Sunlight is Not the Best Disinfectant: On Fogel, VMAC, MLK, and Acceptance
Published January 22, 2008
By Max Bookman

In a recent email to the student body, President Fogel addressed the Vermont Marriage Advisory Council’s renting of Davis Center facilities on Saturday to host a forum where their message against gay marriage would be espoused.
VMAC’s website ( vtmarriage.org), adorned with what appear to be photos from a 1979 JCPenney catalogue, innocently claims that the organization wishes to facilitate the debate on gay marriage in Vermont.
But it’s clear that VMAC members aren’t rushing home to catch The L Word or LOGO.
UVM is a “marketplace of ideas,” wrote Mr. Fogel as he defended the VMAC, where all points of view, even unpopular ones, must be put on display. After all, in a marketplace it would be unfair to sell Coke and Pepsi but not RC Cola - those three RC drinkers out there hold the right to have a lame soda preference.

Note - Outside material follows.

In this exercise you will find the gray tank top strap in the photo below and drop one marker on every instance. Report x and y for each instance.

But every marketplace has quality standards. Our society — the Super Stop and Shop of Ideas- has come to differentiate the usual harmless unpopular ideas from hateful ones; there’s Carrot Top, and there’s Hitler. We have accepted that free speech does not protect messages of intolerance. Otherwise, why not invite a local chapter of the Ku Klux Klan or American Nazi Party to contribute their thoughts to our marketplace of ideas at the Davis Center?

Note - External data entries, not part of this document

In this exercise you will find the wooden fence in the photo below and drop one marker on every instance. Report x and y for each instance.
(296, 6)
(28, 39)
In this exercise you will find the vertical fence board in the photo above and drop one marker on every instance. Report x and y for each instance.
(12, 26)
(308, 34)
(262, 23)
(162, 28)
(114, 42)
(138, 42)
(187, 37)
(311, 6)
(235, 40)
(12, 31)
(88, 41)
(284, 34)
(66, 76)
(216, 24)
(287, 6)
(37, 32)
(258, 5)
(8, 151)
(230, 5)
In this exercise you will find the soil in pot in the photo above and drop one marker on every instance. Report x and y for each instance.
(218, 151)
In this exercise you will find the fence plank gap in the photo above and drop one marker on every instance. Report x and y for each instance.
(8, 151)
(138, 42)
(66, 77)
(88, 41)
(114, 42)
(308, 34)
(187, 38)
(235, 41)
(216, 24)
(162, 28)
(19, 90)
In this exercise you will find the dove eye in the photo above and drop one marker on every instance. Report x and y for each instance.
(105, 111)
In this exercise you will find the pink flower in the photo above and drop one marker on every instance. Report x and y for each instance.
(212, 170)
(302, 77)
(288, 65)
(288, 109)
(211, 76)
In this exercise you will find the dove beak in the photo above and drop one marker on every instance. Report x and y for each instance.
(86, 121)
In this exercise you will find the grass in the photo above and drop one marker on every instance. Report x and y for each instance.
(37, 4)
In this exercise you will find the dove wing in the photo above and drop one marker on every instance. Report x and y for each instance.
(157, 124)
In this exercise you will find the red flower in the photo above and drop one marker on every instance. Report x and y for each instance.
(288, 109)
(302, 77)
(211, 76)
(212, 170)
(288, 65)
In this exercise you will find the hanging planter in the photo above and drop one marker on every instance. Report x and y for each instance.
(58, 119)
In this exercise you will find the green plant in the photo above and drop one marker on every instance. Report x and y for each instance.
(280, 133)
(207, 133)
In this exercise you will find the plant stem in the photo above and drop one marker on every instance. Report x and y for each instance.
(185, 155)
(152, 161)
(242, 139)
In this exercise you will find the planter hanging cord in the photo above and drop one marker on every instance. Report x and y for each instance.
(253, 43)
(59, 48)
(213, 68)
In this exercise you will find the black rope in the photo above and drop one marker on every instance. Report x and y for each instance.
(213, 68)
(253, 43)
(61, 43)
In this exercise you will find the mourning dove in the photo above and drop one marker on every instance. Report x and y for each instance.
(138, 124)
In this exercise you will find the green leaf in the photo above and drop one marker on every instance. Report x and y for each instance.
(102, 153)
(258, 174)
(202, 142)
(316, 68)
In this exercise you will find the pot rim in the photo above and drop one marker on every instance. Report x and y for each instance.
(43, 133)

Mr. Fogel may pat the University on the back for watching an unaffiliated group hold a forum against gay marriage in the hub of student activity, in a school where many students are part of a thriving Burlington gay community. But there is nothing brave or bold about importing a forum for intolerance (Google: Skokie, Illinois controversy).
Fifty years ago, many Americans charged that marriage between a black man and a white woman was an abomination, and they found ample acceptance as part of a larger movement of anti-black sentiment. It took revolutionaries like Martin Luther King to call for tangible, not nominal, equality. Dr. King helped make a country realize that it is unacceptable to sanction unequal treatment of human beings on account of race. Those who thought otherwise were silenced- barred from voicing their intolerant opinions in a legitimate forum again.

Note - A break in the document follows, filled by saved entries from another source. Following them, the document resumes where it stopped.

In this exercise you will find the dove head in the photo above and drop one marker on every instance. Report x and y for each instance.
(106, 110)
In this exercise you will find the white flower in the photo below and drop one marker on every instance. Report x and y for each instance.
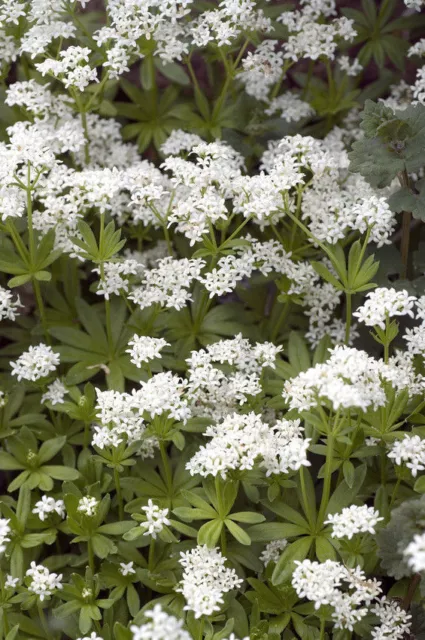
(351, 67)
(8, 305)
(161, 626)
(395, 621)
(346, 590)
(43, 582)
(409, 451)
(272, 551)
(88, 506)
(35, 363)
(47, 505)
(385, 303)
(415, 553)
(55, 393)
(145, 348)
(290, 106)
(11, 582)
(168, 283)
(353, 520)
(126, 569)
(205, 580)
(4, 533)
(156, 519)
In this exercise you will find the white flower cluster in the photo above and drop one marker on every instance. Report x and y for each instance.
(205, 580)
(35, 363)
(217, 391)
(156, 519)
(144, 348)
(43, 582)
(47, 505)
(161, 626)
(262, 69)
(239, 441)
(409, 451)
(87, 505)
(116, 277)
(311, 38)
(350, 378)
(124, 414)
(272, 551)
(72, 68)
(382, 304)
(8, 305)
(290, 107)
(347, 591)
(55, 393)
(395, 621)
(4, 533)
(415, 553)
(353, 520)
(168, 284)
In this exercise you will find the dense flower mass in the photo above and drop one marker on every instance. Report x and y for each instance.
(212, 319)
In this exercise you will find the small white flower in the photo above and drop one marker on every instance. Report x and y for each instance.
(43, 582)
(126, 569)
(409, 451)
(156, 519)
(353, 520)
(415, 553)
(161, 626)
(88, 506)
(11, 582)
(205, 580)
(47, 505)
(35, 363)
(145, 348)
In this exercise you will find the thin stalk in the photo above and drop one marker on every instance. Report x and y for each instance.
(43, 621)
(102, 277)
(282, 316)
(167, 468)
(151, 555)
(119, 494)
(414, 583)
(347, 317)
(328, 477)
(322, 628)
(91, 556)
(32, 253)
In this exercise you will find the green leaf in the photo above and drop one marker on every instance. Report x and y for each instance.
(17, 281)
(237, 532)
(344, 495)
(210, 532)
(59, 472)
(50, 448)
(298, 353)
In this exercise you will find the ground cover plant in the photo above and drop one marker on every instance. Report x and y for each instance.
(212, 306)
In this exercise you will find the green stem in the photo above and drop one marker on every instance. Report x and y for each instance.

Today, the alleged sanctity of marriage is again being called into question as part of a large and vocal movement of anti-gay sentiment. But the LGBTQA community has no Martin Luther King ( Ellen may come close), so our society has yet to fully identify calls for unequal treatment of humans on account of sexual orientation as unacceptable. We had a chance to change that on Saturday. UVM claims to be a “community” that “improves the world,” and an institution on the cutting edge of social justice. It seems to follow that such a school would follow in the footsteps of Dr. King by decrying these agents of intolerance, tearing off the veil of legitimacy that cloaks homophobia, and turning its attention to those who have yet to understand that all people deserve equal treatment under the law.
Granted, the debate on gay marriage is far from settled. But being on the forefront of social justice means taking steps that others have yet to take. People will go to great lengths to demonstrate the strength of their convictions. George Wallace stood in the doorway of the University of Alabama. Martin Luther King was assassinated. Those who first stood up for their ideals in the face of opposition are eternally venerated for their bravery. But time has proven that tolerance and egalitarianism do not always triumph in the pages of history.
President Fogel concluded his e-mail with some words from Supreme Court Justice Louis Brandeis, “sunlight is the best disinfectant.” The quote, by the way, has nothing to do with anything — Brandeis wrote it as part of an argument for increased government transparency. It is baffling because it leaves us wondering just what needs to be disinfected in our peachy marketplace of ideas. Perhaps he’s cryptically referring to those anti-gay marriage types at the Davis Center.
Obviously, Justice Brandeis had never been introduced to Mr. Clean (disinfectant’s biggest ally), but as a jewish man in the early 20th century who experienced the ugly face of intolerance first-hand, he would have surely supported Dr. Martin Luther King’s calls for tolerance. Perhaps if the Justice were alive to observe Dr. King, he would have revised his remarks. After all, acceptance, not sunlight is the best disinfectant.